Data released yesterday by the government revealed that cases have risen by 3,899 and another 18 people have died.
The new cases take the UK's total to 394,257, with a death toll of 41,777.
Prof Whitty insisted that people need to take responsibility for the spread.
He said there has been a progression of cases and stated that areas that had started to see a drop in case numbers have now started to increase again.
During the conference he referenced two maps that revealed the spread of the virus in England and said the result was similar for the rest of the UK.
Looking at the map of the left in purple he said the darker colours represented the rate of transmission.
While the map on the right shows that areas marked in orange, yellow or brown, represent an increase in rates of transmission, the darker the colour the greater the rate of increase while green and blues represent a stable or falling rate of transmission.
He said high rates of transmission are concentrated at the moment in certain areas but added that there are rates of transmission "in many parts of the UK in the darker colours".
Prof Whitty said that at first there were small outbreaks that could have been associated with the work place but that this has now shifted towards more localised outbreaks.

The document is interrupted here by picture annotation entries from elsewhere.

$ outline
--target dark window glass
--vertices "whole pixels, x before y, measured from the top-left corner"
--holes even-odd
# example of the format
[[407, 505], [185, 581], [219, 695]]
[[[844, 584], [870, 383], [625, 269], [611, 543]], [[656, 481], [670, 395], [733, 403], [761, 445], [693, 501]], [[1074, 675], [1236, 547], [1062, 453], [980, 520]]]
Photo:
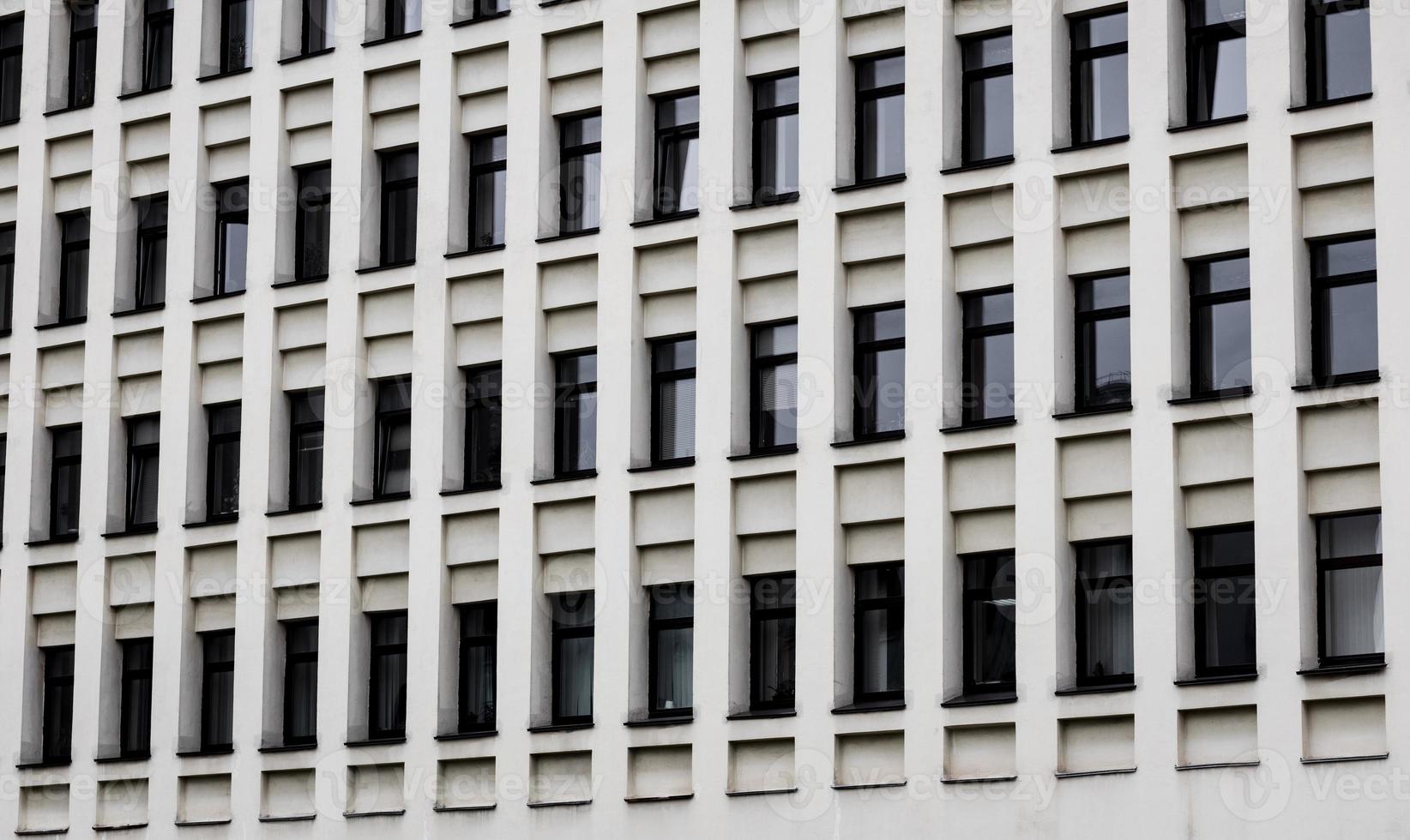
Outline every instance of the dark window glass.
[[1128, 128], [1127, 11], [1072, 18], [1072, 141], [1124, 137]]
[[695, 585], [649, 586], [651, 616], [647, 661], [647, 713], [680, 717], [691, 713], [695, 667]]
[[142, 14], [142, 90], [172, 83], [172, 21], [176, 0], [145, 0]]
[[20, 118], [20, 69], [24, 63], [24, 16], [0, 21], [0, 123]]
[[1366, 0], [1307, 0], [1307, 101], [1371, 93]]
[[412, 492], [412, 381], [406, 376], [376, 383], [374, 469], [374, 498]]
[[1246, 113], [1244, 0], [1186, 0], [1184, 16], [1190, 124]]
[[137, 200], [137, 278], [133, 306], [166, 300], [166, 196]]
[[905, 567], [853, 569], [853, 699], [900, 700], [905, 689]]
[[319, 737], [319, 620], [283, 623], [283, 743]]
[[375, 613], [367, 692], [367, 737], [406, 736], [406, 613]]
[[460, 731], [495, 729], [495, 655], [499, 605], [460, 607]]
[[1314, 242], [1313, 376], [1318, 382], [1376, 372], [1376, 237]]
[[255, 4], [251, 0], [220, 0], [220, 72], [250, 66], [250, 34]]
[[792, 709], [798, 588], [792, 572], [749, 578], [749, 708]]
[[59, 217], [63, 241], [59, 247], [59, 323], [87, 317], [87, 211]]
[[798, 194], [798, 72], [754, 80], [754, 202]]
[[152, 640], [124, 638], [118, 755], [145, 758], [152, 750]]
[[200, 748], [204, 753], [228, 750], [234, 743], [235, 631], [202, 633], [200, 650]]
[[905, 172], [905, 56], [857, 59], [857, 180]]
[[503, 375], [499, 365], [465, 371], [465, 486], [499, 483], [503, 437]]
[[323, 502], [323, 389], [289, 395], [289, 507]]
[[1077, 685], [1135, 675], [1131, 540], [1077, 545]]
[[1190, 264], [1190, 376], [1194, 395], [1253, 385], [1248, 257]]
[[1014, 691], [1014, 554], [967, 554], [964, 571], [964, 693]]
[[79, 474], [83, 465], [83, 428], [51, 430], [54, 455], [49, 472], [49, 537], [79, 533]]
[[240, 513], [240, 403], [206, 406], [206, 519]]
[[798, 323], [750, 331], [750, 434], [753, 452], [798, 445]]
[[1014, 292], [976, 292], [964, 306], [960, 397], [963, 420], [986, 423], [1014, 416]]
[[1077, 410], [1131, 404], [1131, 276], [1076, 286]]
[[1379, 512], [1317, 520], [1317, 657], [1323, 667], [1386, 660]]
[[333, 190], [327, 163], [300, 166], [299, 197], [293, 223], [293, 276], [317, 280], [329, 276], [329, 228]]
[[554, 475], [581, 475], [598, 465], [598, 354], [554, 357]]
[[852, 316], [852, 424], [857, 440], [905, 430], [905, 306]]
[[1014, 37], [1005, 30], [960, 39], [964, 163], [1014, 154]]
[[505, 244], [505, 189], [509, 135], [481, 134], [470, 141], [470, 248]]
[[216, 288], [228, 295], [245, 288], [250, 251], [250, 185], [244, 180], [216, 186]]
[[93, 104], [97, 83], [97, 3], [69, 3], [69, 107]]
[[651, 342], [651, 462], [695, 457], [695, 335]]
[[127, 530], [157, 527], [161, 417], [127, 419]]
[[551, 595], [553, 723], [592, 723], [592, 592]]
[[73, 646], [44, 648], [44, 761], [69, 760], [73, 743]]
[[657, 218], [699, 207], [701, 97], [681, 93], [656, 100]]
[[1196, 677], [1252, 674], [1253, 526], [1194, 531]]
[[558, 117], [558, 233], [596, 230], [602, 211], [602, 114]]
[[382, 265], [416, 259], [416, 149], [381, 152]]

He said: "Now what we are seeing is a rated increase across the great majority of the country, it's going at different rates but it is now increasing.
"What we have found is that as we go through in time, anywhere which was falling is now moving over to beginning to rise and the rate of rise continues in an upward direction.
"This is not someone else's problem, this is all of our problem."
He added that as winter approaches the "seasons are against us".
Prof Whitty added that there was "no evidence" that suggests that the virus is a milder strain now than than seen at the peak of the pandemic in April.
"What we've seen in other countries, and are now clearly seeing here, is that they're not staying just in the younger age groups, and moving up the age bands and the mortality rates will be similar to - slightly lower than they were previously - but they will be similar to what we saw previously."
He said mortality rates from Covid-19 were "significantly greater" than seasonal flu, which killed around 7,000 annually or 20,000 in a bad year.
Things 'will get better'
Despite Prof Whitty's prediction that the "seasons are against us" some experts believe that things "will get better".
Speaking to The Sun, Professor Karol Sikora said that we should carry on as normal by sticking to the rule of six.
"There is no need to panic or close schools unless we get into the same situation that we were in back in April.
"The only way we can progress is if we allow the virus to live with us".
He said officials need to recognise the people who are vulnerable to the virus and urge them to protect themselves.
Prof Sikora added that this doesn't mean making vulnerable people isolate again.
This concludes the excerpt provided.